Dirk Hesse: Introduction to Spark and Data Science using Spark

Dirk Hesse (Data Scientist at Intelligent Communication) will give a seminar in the lunch area, 8th floor Niels Henrik Abels hus at 14:15.

Title: Introduction to Spark and Data Science using Spark

Abstract: Today's data scientists are expected to not only be able to gain insights from exploring and build models on large data sets, but also to prepare these sets, more often than not coming from non-traditional and heterogenous data sources. Models should be highly performant and able to work even on many terabytes of data, in batches as well as on live streams of data. Deployment and use should be easy and highly automated.
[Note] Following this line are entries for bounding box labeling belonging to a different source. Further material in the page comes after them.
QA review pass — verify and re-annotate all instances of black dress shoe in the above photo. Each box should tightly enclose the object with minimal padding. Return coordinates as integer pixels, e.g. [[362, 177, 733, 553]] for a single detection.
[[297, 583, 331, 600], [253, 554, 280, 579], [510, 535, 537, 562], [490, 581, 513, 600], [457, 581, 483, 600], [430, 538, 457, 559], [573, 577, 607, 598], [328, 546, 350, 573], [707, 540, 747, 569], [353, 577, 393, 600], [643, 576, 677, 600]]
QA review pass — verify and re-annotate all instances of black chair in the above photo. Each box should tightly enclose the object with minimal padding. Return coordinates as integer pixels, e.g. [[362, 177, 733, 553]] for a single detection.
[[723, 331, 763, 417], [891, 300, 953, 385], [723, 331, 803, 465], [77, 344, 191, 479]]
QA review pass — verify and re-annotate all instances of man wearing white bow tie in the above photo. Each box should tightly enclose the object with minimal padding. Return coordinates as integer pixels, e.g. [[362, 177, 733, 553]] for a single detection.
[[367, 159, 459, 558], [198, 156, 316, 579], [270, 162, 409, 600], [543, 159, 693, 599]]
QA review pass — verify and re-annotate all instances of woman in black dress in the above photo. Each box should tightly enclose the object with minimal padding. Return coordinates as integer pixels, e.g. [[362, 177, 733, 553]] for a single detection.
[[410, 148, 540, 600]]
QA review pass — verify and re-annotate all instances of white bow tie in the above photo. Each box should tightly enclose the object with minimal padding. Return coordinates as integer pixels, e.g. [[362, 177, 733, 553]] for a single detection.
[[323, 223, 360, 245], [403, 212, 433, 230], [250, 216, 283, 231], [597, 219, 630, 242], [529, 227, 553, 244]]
In the data science and big data communities, Apache Spark currently receives a lot of attention as it addresses all of the points mentioned above. In June 2015, IBM announced a major commitment to advancing Spark and thus paving the road for wide adaptation in more conservative industry settings. Many expect Spark to be one of the most important big data technologies for many years to come. In this presentation, I will give an overview over Spark's capabilities, starting from some basic MapReduce use cases and gradually advancing to topics like Spark's machine learning and streaming capabilities, getting data in and out of Spark, as well as testing and deployment. I will give a number of live code examples in Python (Spark also supports R, Java, and Scala), highlight the ease of use of Spark, and demonstrate that one can build and deploy robust models with few lines of very readable code.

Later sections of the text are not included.